I am left wondering after trying to find an answer to this question. Does http://site.com count as a webpage and would http://site.com/index.html be counted as duplicate content? When I look at the site: to a few of my sites google does not list the http://site.com/index.html or http://site.com/index.php. It shows up as http://site.com/ in the results. So, when I am creating a sitemap for my site. Would it be good to just list the http://site.com and not the http://site.com/index.html in it? It has me confused. This one: <?xml version="1.0" encoding="UTF-8"?> <urlset xmlns="http://www.sitemaps.org/schemas/sitemap/0.9" xmlns:xsi="http://www.w3.org/2001/XMLSchema-instance" xsi:schemaLocation="http://www.sitemaps.org/schemas/sitemap/0.9 http://www.sitemaps.org/schemas/sitemap/0.9/sitemap.xsd"> <url> <loc>http://www.site.com/</loc> <priority>0.1</priority> <lastmod>2007-05-15T16:22:21+00:00</lastmod> <changefreq>yearly</changefreq> </url> </urlset> Code (markup): or this one? <?xml version="1.0" encoding="UTF-8"?> <urlset xmlns="http://www.sitemaps.org/schemas/sitemap/0.9" xmlns:xsi="http://www.w3.org/2001/XMLSchema-instance" xsi:schemaLocation="http://www.sitemaps.org/schemas/sitemap/0.9 http://www.sitemaps.org/schemas/sitemap/0.9/sitemap.xsd"> <url> <loc>http://www.site.com/</loc> <priority>0.1</priority> <lastmod>2007-05-15T16:22:21+00:00</lastmod> <changefreq>yearly</changefreq> </url> <url> <loc>http://www.site.com/index.html</loc> <priority>0.1</priority> <lastmod>2007-05-15T16:22:21+00:00</lastmod> <changefreq>weekly</changefreq> </url> </urlset> Code (markup):
Well it does not really matter. But better to not reference more than one page that has the same content. So this means don’t use index.html version in your site map. It wont kill you if you do. Best to just use an automated sitemap generator like www.xml-sitemaps.com to do all the work for you. In short, YES they are the same exact page. Your web host has it set to default the index.html file to the root of the folder, in this case to site.com When you look at stats in google sitemaps you will often see some inbound links with the specific page full url. So google will treat this different than a direct link to the www. or non www version of your site.
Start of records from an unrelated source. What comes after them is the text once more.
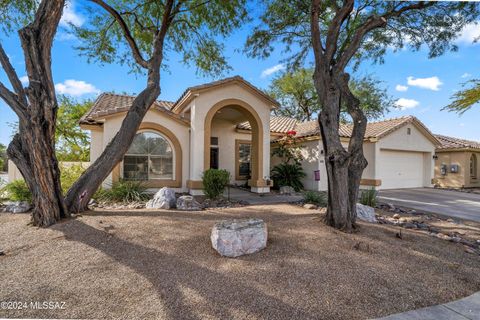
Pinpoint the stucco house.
[435,135,480,188]
[77,76,440,194]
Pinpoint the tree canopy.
[55,96,93,161]
[268,68,395,122]
[442,79,480,114]
[72,0,248,75]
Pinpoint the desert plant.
[94,180,150,203]
[303,191,328,207]
[359,188,378,207]
[2,180,32,202]
[271,162,305,191]
[202,169,230,199]
[60,164,85,193]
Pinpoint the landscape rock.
[5,201,32,213]
[280,186,295,195]
[177,196,202,211]
[145,187,176,209]
[357,203,377,223]
[210,219,268,258]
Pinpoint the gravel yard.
[0,205,480,319]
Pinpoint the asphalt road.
[379,188,480,222]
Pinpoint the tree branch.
[325,0,355,64]
[337,1,435,71]
[0,43,27,104]
[90,0,149,68]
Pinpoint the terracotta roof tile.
[80,93,186,124]
[295,116,436,139]
[237,116,298,133]
[435,134,480,149]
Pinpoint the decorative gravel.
[0,205,480,319]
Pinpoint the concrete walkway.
[223,187,303,205]
[377,291,480,320]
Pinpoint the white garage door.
[380,150,424,189]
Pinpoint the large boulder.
[4,201,32,213]
[145,187,176,209]
[280,186,295,195]
[177,196,202,211]
[357,203,377,223]
[210,219,268,258]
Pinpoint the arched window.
[123,131,174,180]
[470,153,477,179]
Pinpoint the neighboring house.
[435,135,480,188]
[6,76,440,195]
[266,116,440,190]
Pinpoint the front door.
[210,147,218,169]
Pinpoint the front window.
[123,131,173,180]
[237,142,251,179]
[470,154,477,179]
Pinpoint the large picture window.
[236,140,252,180]
[123,131,173,180]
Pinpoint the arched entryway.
[203,99,265,190]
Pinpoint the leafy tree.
[246,0,479,231]
[55,96,92,161]
[268,68,394,121]
[0,0,247,226]
[0,0,69,226]
[65,0,247,212]
[442,79,480,114]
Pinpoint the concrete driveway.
[379,188,480,222]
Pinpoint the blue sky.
[0,3,480,144]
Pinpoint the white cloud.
[455,22,480,45]
[55,79,100,96]
[407,77,443,91]
[60,0,85,27]
[395,98,420,110]
[261,63,285,78]
[20,76,29,86]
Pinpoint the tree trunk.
[2,0,68,227]
[65,83,160,212]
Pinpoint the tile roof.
[171,75,279,110]
[80,93,180,124]
[295,116,436,139]
[237,116,298,133]
[435,134,480,149]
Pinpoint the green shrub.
[2,180,32,202]
[93,180,150,203]
[303,191,328,207]
[358,188,378,207]
[271,163,305,191]
[202,169,230,199]
[60,164,85,194]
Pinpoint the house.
[435,135,480,188]
[80,76,278,195]
[81,76,439,194]
[264,116,439,190]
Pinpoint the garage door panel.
[380,150,424,189]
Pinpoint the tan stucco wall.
[101,110,189,192]
[435,150,480,188]
[186,83,271,190]
[211,118,252,184]
[375,124,435,189]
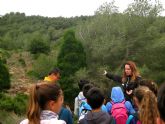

This I do know that www.site.com is not site.com and is counted as a separate duplicate content page. My question was more to site.com/index.html the same as site.com in googles eyes. Just to resay what you just said to me. So, site.com/index.html will look like site.com in googles eyes and will count as duplicate content and it is best not to put index.html in the sitemap. The site has two pages to it and I did not need a sitemap creator for it. A bit overkill for a two page site. .
It is best to focus on building up site.com rather than site.com/index.html. When linking back to your homepage, and when having other sites link back to you, use absolute linking by placing <a href="http://site.com"> and not <a href="http://site.com/index.html>. This will help site.com to appear in search engine rankings. Don't worry about site.com/index.html being a duplicate content (is it a duplicate content??) just focus on the site.com
No, it is not duplicate content in a way same topic as all the other websites and might bare some closeness. Back link building is a must, I understand. Also, there is no way I would link to index.html over site.com. I went ahead and left out the index.html from the site map. So now it just reads as site.com. Google was fine with that.. 39th place in google for the keywords. After I get back links i think it will be do just fine. The good thing is I bought the domain. Created the sitemap and submited it on the first day to google and then two days later it was in the search results. So, no index.html for me. Still waiting on yahoo and msn to pick it up. I know that is going to take longer.